Methods: Between 2005 and 2010, 235 women underwent subserous and intramural laparoscopic myomectomy of fibroids (4-10 cm in diameter) for indications of pelvic pain, menstrual disorders, a large growing myoma or infertility. The main outcome measures were post-surgical parameters, including complications, the need for subsequent surgery or symptomatic relief, resumption of normal life and reproductive outcome.

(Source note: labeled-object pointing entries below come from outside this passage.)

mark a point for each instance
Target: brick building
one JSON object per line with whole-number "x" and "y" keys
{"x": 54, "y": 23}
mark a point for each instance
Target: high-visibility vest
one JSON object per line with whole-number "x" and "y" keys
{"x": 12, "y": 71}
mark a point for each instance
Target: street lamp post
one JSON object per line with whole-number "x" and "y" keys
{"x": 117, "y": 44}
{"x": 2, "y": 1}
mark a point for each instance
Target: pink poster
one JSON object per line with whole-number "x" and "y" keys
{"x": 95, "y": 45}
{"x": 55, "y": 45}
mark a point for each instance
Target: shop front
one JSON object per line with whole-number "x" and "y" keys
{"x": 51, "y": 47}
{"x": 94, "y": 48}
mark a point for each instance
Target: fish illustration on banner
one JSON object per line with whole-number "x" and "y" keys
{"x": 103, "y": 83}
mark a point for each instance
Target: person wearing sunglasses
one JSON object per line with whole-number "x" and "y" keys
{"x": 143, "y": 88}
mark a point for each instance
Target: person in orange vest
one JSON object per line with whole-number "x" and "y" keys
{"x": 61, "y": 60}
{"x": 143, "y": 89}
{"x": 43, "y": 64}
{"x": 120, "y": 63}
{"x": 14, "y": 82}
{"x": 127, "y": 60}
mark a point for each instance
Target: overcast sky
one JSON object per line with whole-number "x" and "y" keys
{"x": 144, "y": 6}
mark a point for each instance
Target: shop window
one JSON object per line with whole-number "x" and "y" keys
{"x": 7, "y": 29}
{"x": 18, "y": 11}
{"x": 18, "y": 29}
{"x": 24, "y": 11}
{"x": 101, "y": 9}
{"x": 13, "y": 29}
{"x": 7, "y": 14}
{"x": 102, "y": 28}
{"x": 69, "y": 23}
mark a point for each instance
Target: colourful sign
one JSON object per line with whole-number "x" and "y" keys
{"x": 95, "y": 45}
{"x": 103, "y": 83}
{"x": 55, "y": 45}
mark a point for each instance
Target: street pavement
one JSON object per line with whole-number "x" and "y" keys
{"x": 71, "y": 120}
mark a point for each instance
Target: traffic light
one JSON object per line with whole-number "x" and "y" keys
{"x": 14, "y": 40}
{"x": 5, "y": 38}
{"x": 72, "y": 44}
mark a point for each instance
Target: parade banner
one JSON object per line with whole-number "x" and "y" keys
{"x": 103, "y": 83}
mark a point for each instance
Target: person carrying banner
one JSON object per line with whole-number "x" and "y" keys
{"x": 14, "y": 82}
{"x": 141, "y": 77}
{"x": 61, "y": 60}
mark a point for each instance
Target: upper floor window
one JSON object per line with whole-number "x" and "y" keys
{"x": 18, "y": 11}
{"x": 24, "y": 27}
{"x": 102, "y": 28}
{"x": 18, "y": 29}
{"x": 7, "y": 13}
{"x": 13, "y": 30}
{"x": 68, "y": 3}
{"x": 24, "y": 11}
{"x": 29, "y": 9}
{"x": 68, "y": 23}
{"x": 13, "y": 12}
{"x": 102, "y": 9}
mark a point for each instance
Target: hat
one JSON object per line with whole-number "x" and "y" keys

Results: Pelvic pain occurred in 27%, menorrhagia or metorrhagia in 21%, a large growing myoma in 10% and infertility in 42% of women. Single fibroids occurred in 51.9% of patients while 48.1% had multiple myomas. Of all patients, 58.2% had subserosal and 41.8% had intramural myomas. No laparoscopies were converted to laparotomy. In 3 years, 1.2% of patients had a second laparoscopic myomectomy for recurrent fibroids. The mean total operative laparoscopic time was 84 min (range 25-126 min), with mean blood loss of 118 ± 27.9 ml. By 48 h after surgery, 86.3% were discharged with no major post-operative complications. No late complications, such as bleeding, urinary tract infections or bowel lesions, occurred. Of the women who underwent myomectomy for infertility, 74% finally conceived. At term, 32.9% of patients underwent Caesarean section, 24.8% delivered by vacuum extractor and 42.2% had spontaneous deliveries. No case of uterine rupture occurred.
Conclusions: Intracapsular subserous and intramural myomectomy saving the fibroid pseudocapsule showed few early and no late surgical complications, enhanced healing by preserving myometrial integrity and allowed a good fertility rate and delivery outcome. In young patients suffering fibroids, laparoscopic intracapsular myomectomy is a potential recommended surgical treatment.